For many years, Ravi Ragbir has been working toward the realization of immigrant rights as the director of the New Sanctuary Coalition, an interfaith religious organization that opposes deportation. For all those years, Ragbir's own immigration case, which has been winding its way through the system in fits and starts, has been hanging over his head. 

Now, President Donald Trump is dramatically expanding U.S. Immigration and Customs Enforcement's deportation priorities — and, since the government isn't legally bound to honor his deportation deferment, Ragbir seemed like a likely target. 

So when Ragbir had to show up for his biannual check-in with ICE, fellow immigrant rights activists made sure he didn't show up alone.

"We are all Ravi!" chanted a crowd of hundreds of supporters, lead by a group of faith leaders, community organizers and politicians — including New York City Council Speaker Melissa Mark-Viverito.

Andrew Joyce/Mic

Born in Trinidad, Ragbir has lived in the United States for 26 years and is married to a U.S. citizen. In 2001, though, Ragbir was convicted of wire-fraud while working as a loan-processor for a mortgage lender. According to Gothamist, Ragbir maintains that he was simply a low-level employee following the bank's own rules.

After he was released from prison in 2006, a judge ordered his deportation.

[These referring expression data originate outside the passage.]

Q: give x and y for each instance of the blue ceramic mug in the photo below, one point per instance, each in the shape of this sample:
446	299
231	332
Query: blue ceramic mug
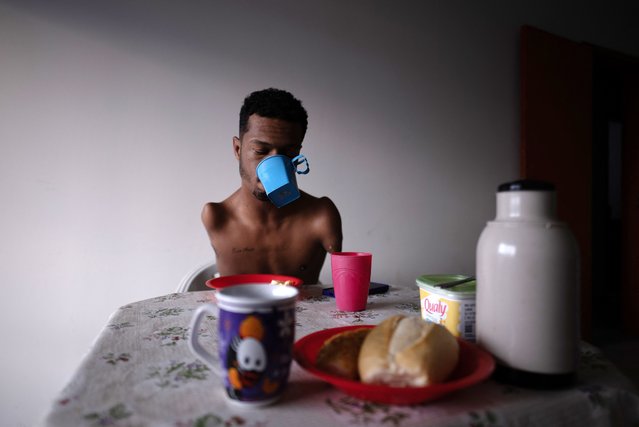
277	174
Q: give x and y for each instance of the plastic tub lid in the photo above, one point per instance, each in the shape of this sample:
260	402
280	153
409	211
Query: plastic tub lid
430	281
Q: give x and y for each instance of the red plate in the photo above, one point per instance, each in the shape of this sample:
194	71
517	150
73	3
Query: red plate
474	366
241	279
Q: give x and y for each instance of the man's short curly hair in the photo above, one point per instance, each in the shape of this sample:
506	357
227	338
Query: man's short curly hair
273	104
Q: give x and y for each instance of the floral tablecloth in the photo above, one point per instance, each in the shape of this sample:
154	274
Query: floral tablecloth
141	372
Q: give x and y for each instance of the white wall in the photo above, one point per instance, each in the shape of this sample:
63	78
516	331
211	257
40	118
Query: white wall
116	120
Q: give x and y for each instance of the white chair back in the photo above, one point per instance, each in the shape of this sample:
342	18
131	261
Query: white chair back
196	280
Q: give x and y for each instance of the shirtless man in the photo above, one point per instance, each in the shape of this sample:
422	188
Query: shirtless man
249	234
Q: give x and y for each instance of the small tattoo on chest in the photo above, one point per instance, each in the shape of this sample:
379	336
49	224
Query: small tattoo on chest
242	250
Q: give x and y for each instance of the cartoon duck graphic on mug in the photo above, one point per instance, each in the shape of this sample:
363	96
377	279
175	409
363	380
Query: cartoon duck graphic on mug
249	370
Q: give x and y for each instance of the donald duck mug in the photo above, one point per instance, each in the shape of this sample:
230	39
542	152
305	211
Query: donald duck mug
256	331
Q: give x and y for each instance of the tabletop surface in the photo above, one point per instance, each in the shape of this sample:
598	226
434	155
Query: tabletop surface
141	372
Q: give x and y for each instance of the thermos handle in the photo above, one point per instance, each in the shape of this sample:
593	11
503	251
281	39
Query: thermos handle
298	160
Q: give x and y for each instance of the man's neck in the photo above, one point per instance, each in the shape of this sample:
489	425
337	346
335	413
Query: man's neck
259	210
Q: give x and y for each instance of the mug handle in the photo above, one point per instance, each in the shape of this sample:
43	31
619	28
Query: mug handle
298	160
194	344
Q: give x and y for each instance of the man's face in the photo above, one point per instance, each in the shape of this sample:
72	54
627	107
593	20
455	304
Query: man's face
265	137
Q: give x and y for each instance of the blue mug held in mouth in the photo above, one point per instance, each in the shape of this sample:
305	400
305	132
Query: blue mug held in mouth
277	174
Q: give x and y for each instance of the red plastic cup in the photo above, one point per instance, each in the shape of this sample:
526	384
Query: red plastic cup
351	279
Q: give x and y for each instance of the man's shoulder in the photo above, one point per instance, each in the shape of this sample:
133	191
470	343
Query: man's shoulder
317	202
214	214
320	206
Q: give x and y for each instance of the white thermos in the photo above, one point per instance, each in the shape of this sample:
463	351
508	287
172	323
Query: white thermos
528	289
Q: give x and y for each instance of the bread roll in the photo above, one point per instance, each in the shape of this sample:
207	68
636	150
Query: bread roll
339	354
408	351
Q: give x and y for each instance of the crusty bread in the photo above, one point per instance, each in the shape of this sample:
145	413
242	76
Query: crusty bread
408	351
339	354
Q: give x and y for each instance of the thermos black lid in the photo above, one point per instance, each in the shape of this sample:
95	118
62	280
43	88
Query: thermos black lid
526	185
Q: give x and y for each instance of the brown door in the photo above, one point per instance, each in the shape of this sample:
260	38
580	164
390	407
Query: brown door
556	135
579	102
630	199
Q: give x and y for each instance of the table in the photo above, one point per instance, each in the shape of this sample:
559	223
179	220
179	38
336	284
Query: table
140	372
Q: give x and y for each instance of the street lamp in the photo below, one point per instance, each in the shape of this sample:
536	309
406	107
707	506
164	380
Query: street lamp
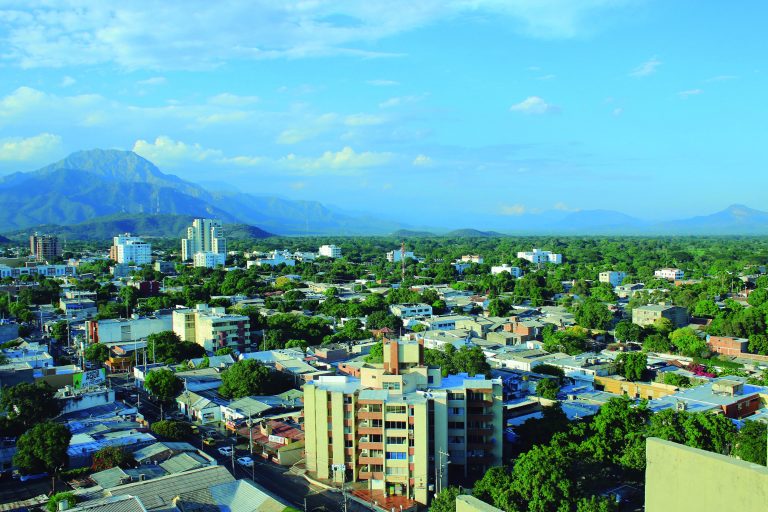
343	469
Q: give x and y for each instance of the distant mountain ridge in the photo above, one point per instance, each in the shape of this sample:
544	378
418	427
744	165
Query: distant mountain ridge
98	183
146	225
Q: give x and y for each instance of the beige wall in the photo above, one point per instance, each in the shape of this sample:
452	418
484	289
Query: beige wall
686	479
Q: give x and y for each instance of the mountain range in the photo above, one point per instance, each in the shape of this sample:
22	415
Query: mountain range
100	192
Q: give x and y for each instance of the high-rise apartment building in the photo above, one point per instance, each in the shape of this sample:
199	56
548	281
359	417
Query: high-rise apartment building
212	328
402	426
44	247
130	249
204	235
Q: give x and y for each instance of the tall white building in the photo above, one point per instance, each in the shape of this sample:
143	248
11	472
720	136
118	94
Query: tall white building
130	249
204	235
613	277
397	255
330	251
539	256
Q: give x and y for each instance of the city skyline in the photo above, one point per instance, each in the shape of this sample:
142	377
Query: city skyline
383	107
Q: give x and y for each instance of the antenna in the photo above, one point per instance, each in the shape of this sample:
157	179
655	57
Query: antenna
402	260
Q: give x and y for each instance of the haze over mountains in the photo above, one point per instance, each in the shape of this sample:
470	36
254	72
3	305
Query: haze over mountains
107	190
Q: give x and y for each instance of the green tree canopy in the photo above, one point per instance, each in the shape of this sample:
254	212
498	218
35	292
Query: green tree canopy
163	384
42	448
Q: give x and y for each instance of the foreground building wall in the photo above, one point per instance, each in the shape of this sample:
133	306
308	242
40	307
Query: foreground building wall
686	479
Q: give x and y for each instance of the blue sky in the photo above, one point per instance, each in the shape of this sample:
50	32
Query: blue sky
433	109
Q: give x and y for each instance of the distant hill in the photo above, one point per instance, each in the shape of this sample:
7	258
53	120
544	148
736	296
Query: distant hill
407	233
472	233
98	183
162	225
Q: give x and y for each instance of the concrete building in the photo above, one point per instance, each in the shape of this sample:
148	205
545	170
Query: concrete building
213	328
329	251
612	277
126	329
38	270
647	315
130	249
538	256
515	271
410	310
204	235
402	426
672	274
44	247
209	259
686	479
396	256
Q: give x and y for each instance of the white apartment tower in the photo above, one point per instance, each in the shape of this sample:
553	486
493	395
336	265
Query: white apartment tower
204	235
130	249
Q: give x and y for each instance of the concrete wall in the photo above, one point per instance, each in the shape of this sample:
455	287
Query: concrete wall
686	479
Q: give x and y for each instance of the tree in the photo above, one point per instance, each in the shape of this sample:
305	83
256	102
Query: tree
170	429
593	314
96	353
547	388
246	378
53	502
445	501
110	457
688	343
376	355
42	448
27	404
632	365
750	442
163	384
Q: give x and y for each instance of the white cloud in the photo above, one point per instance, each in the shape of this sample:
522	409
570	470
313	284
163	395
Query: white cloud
422	161
382	83
342	161
155	80
36	148
147	35
689	93
363	120
165	151
513	209
648	67
535	105
233	100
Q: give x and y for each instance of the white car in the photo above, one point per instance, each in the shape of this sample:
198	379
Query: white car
245	461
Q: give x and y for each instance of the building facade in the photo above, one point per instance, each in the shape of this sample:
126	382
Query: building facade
329	251
44	247
402	426
612	277
204	235
213	328
130	249
538	256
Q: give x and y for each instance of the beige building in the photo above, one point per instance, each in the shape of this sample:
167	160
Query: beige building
647	315
687	479
401	426
213	328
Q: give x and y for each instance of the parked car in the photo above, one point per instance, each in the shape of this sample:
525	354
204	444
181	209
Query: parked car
245	461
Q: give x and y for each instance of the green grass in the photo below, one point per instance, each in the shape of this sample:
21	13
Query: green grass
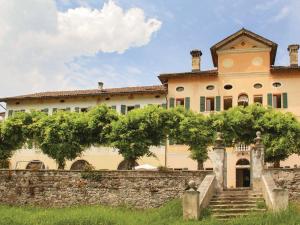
171	213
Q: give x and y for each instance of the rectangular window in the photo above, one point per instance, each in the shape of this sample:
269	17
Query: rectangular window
258	99
277	101
83	109
179	101
227	102
129	108
210	104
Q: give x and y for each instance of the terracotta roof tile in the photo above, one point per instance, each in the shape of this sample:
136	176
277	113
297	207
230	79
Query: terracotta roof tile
158	89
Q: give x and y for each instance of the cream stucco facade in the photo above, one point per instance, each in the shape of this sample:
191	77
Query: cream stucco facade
244	73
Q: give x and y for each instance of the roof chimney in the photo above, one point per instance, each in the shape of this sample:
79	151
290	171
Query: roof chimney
196	59
100	85
293	50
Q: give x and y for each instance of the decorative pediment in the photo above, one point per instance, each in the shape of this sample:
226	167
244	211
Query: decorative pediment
241	40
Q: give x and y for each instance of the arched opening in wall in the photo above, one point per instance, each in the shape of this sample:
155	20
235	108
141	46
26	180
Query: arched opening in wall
35	165
4	164
243	173
126	165
81	165
243	100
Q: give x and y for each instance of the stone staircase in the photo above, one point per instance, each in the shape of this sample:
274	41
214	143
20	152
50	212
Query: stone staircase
236	202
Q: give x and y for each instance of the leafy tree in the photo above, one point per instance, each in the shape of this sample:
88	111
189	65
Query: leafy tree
100	120
134	133
194	132
280	131
14	133
62	136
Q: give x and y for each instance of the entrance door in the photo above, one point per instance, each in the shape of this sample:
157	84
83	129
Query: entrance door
242	177
243	173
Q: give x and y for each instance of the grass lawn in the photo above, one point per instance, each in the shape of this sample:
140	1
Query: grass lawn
171	213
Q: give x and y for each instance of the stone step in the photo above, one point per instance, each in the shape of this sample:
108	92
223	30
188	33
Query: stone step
238	195
233	205
237	210
236	202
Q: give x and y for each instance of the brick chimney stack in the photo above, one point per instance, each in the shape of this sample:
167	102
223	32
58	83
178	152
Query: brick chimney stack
196	59
100	85
293	50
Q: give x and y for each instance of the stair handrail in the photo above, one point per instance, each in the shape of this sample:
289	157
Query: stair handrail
276	198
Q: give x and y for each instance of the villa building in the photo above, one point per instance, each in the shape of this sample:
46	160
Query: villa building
244	73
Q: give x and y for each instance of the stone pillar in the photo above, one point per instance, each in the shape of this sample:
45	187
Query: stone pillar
190	202
196	59
217	157
257	162
293	51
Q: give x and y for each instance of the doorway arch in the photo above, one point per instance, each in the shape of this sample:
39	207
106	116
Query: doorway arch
243	173
243	100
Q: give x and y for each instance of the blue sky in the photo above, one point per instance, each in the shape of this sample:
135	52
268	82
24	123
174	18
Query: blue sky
41	48
195	24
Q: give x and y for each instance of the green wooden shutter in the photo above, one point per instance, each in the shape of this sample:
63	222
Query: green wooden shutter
10	113
172	103
270	100
123	109
202	104
284	100
187	103
218	103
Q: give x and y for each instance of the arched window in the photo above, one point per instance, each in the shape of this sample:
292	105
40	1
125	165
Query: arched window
80	165
242	162
243	100
35	165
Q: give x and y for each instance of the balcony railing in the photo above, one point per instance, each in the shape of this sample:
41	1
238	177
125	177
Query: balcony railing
242	148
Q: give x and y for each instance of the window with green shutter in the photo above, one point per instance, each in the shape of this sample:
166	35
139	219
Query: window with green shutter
10	113
202	104
172	102
285	100
123	109
269	98
187	103
218	103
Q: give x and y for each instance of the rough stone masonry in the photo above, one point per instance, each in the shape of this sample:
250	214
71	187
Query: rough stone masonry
140	189
288	179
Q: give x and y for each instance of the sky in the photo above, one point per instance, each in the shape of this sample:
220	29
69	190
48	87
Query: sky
48	45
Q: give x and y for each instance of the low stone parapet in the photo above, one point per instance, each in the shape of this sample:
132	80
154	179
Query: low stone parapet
140	189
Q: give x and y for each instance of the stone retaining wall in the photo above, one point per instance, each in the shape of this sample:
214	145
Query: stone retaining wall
141	189
288	179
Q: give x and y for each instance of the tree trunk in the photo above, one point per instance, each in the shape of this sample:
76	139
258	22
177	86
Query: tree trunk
276	164
200	165
61	165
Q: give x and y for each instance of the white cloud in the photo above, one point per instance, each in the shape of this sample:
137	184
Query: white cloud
283	13
38	43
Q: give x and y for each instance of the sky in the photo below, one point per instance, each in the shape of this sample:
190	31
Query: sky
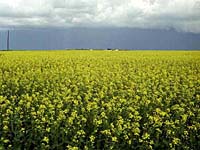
127	24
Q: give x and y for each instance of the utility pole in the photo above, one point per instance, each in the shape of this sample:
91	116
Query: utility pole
8	40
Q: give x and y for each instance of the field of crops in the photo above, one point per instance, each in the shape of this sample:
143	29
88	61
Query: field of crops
100	100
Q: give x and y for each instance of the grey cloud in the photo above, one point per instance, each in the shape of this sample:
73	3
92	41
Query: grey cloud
182	15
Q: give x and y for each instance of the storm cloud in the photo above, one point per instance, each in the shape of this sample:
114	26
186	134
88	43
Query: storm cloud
181	15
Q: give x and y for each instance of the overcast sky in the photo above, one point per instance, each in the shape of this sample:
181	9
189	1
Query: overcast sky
181	16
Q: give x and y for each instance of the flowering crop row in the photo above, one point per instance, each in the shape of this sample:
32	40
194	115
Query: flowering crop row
100	100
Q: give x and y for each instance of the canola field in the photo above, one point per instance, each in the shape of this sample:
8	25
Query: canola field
99	100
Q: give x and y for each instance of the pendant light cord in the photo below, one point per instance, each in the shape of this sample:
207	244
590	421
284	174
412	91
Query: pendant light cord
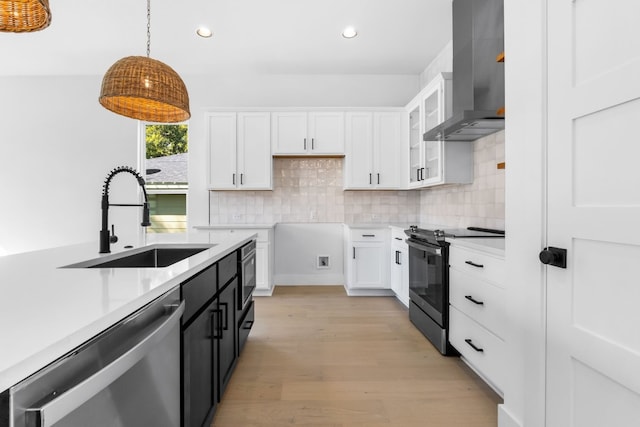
148	28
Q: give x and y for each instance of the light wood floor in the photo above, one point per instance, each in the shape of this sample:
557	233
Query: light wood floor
318	357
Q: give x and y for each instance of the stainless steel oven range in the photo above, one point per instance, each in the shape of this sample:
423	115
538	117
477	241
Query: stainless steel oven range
429	280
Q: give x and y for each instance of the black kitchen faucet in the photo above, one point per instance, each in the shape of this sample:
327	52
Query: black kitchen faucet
107	237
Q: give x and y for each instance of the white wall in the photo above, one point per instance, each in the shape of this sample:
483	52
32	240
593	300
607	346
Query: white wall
525	135
57	144
440	64
297	247
479	204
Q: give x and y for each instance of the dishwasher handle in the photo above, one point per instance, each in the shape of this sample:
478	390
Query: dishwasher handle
53	411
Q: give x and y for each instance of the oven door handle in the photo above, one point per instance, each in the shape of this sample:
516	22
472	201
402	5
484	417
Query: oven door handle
54	410
430	249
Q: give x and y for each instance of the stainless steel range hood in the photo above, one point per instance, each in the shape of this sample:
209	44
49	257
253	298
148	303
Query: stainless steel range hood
478	80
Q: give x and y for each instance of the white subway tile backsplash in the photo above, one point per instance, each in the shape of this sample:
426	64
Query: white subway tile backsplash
480	204
310	190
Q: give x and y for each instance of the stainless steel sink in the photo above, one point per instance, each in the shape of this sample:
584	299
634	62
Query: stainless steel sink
145	257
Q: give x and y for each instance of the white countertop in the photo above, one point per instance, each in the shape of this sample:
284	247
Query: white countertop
234	226
48	311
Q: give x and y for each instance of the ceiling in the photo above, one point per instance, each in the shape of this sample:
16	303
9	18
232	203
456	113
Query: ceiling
250	36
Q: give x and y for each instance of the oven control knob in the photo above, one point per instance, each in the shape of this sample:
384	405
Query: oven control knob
554	256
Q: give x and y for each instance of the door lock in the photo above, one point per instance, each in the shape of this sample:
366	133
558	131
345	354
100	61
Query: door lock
554	256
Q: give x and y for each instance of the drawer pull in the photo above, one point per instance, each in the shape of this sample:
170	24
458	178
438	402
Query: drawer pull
248	325
473	264
470	298
478	349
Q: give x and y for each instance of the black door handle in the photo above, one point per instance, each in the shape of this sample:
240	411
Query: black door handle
225	316
215	321
473	264
470	298
554	256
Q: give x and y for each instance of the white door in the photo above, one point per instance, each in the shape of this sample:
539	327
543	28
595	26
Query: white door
368	266
255	163
289	133
221	133
358	159
593	312
387	135
326	131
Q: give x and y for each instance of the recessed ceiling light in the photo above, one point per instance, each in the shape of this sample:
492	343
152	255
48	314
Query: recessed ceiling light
204	32
349	33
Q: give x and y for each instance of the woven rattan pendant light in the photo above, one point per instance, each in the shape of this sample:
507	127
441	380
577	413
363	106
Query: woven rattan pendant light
144	88
23	16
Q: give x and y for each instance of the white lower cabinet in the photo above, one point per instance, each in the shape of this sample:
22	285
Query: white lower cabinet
477	311
367	259
399	271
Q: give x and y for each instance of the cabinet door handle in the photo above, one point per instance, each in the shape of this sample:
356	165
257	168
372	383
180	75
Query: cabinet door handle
248	324
473	264
225	324
215	321
478	349
470	298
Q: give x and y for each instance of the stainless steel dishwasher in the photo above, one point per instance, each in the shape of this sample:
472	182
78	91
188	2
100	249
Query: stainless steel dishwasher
129	375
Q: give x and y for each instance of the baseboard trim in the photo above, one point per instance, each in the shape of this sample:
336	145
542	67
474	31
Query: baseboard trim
308	279
505	419
370	292
263	292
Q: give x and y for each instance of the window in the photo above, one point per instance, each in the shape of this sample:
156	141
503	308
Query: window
166	165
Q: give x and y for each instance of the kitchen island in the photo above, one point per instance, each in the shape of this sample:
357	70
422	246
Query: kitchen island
48	310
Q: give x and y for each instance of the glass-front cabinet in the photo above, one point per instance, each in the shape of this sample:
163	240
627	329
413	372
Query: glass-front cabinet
416	146
436	162
431	107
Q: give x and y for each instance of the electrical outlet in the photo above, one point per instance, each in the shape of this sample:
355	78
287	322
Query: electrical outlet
323	261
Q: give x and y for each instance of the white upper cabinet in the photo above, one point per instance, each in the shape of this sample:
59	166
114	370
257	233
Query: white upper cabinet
436	162
373	150
308	133
240	151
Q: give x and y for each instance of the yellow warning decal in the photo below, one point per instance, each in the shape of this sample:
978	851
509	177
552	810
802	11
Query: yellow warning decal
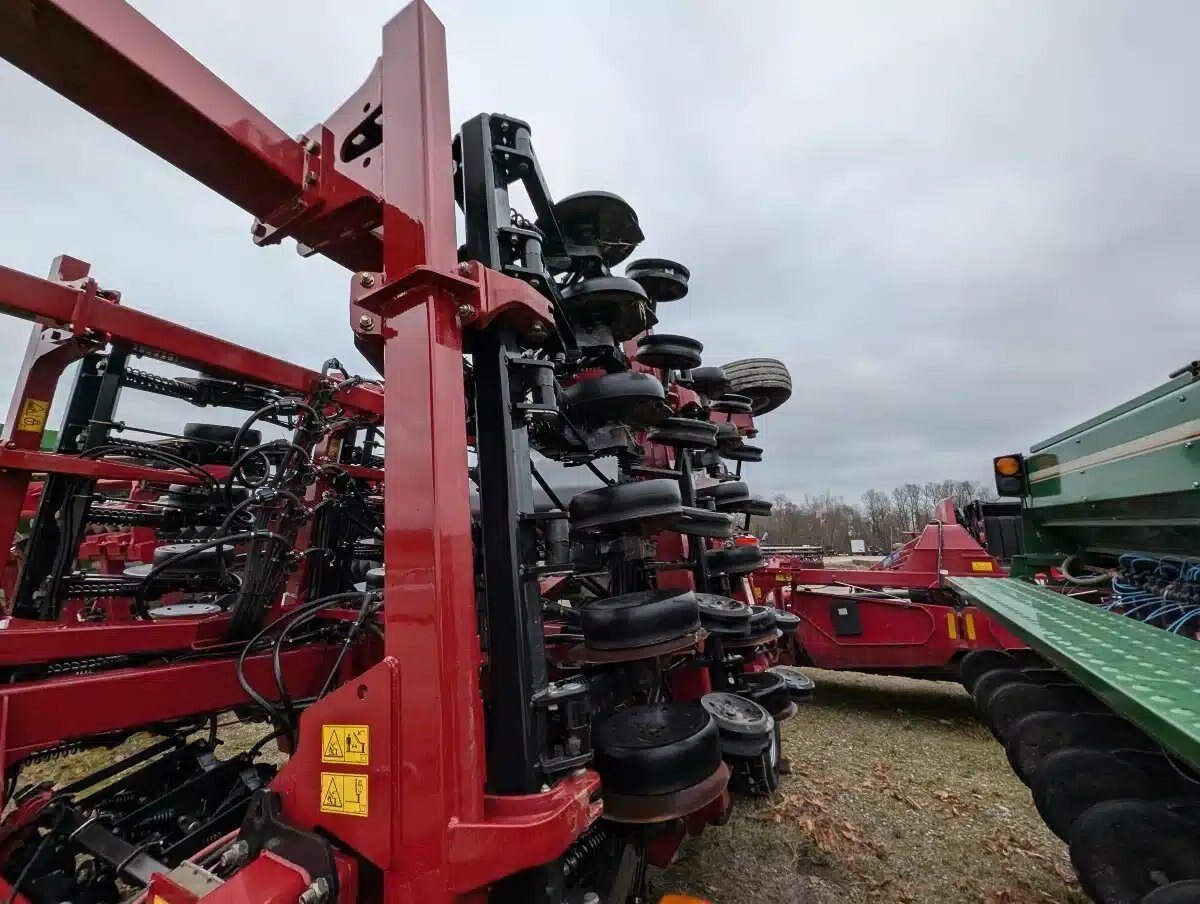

Ragbir would be placed in an immigration detention center for two years, despite having already served half a decade in prison. When he emerged from detention, Ragbir continued to fight his deportation until 2011, when the Obama administration changed its priorities. Low-level criminal offenders who had been in the country for long periods of time would now be allowed to stay. Ragbir has serially extended his stay in the U.S. by making these biannual check-ins with ICE.

Mic/Andrew Joyce

Despite claiming he would only focus on deporting people who had been convicted of violent crimes, Trump overrode the Obama administration's guidance — anyone convicted of any crime is a priority now, as well as anyone ICE deems to be a threat to public safety. That change made Ravi's family and coworkers fear his removal.

"We're concerned that this a very unpredictable administration that he could be targeted," said Kaji Dousa, co-chair of the New Sanctuary Movement and senior pastor of the Park Avenue Christian Church. "And I think all of us living in this country need to realize that they can come for us, too. I'm scared to come into the country because I've been active and I'm a U.S. citizen. I have global entry."

Others echoed similar fears about the targeting activists. "The Trump administration attempts to increase it's authoritarian power by showing it can hurt people randomly," said Rev. Stephen Phelps, a co-chair of the Sanctuary Coalition NYC. "We're here to stand up for all human beings."

Andrew Joyce/Mic

Ragbir was escorted into ICE's downtown New York office building by a group of about a dozen faith leaders and politicians, along with his wife. As they waiting for him to return, hundreds of other activists formed a chain around the building.

In the end a visibly shaken Ragbir exited the building with mixed news for the crowd. Immigration officials released Ragbir but, despite the fact that he had complied with his biannual check in and had a deferment that lasted until 2018, the activist was told to return to the ICE office next month.

"I have a sense, my friends, the reason Ravi is standing here is because all of you are here," New York State Senator Gustavo Rivera said, standing shoulder-to-shoulder with a teary-eyed Ragbir.

On April 11, Ragbir will have to return to the ICE office. The politicians, faith leaders and activists that accompanied him on Tuesday will be back, too.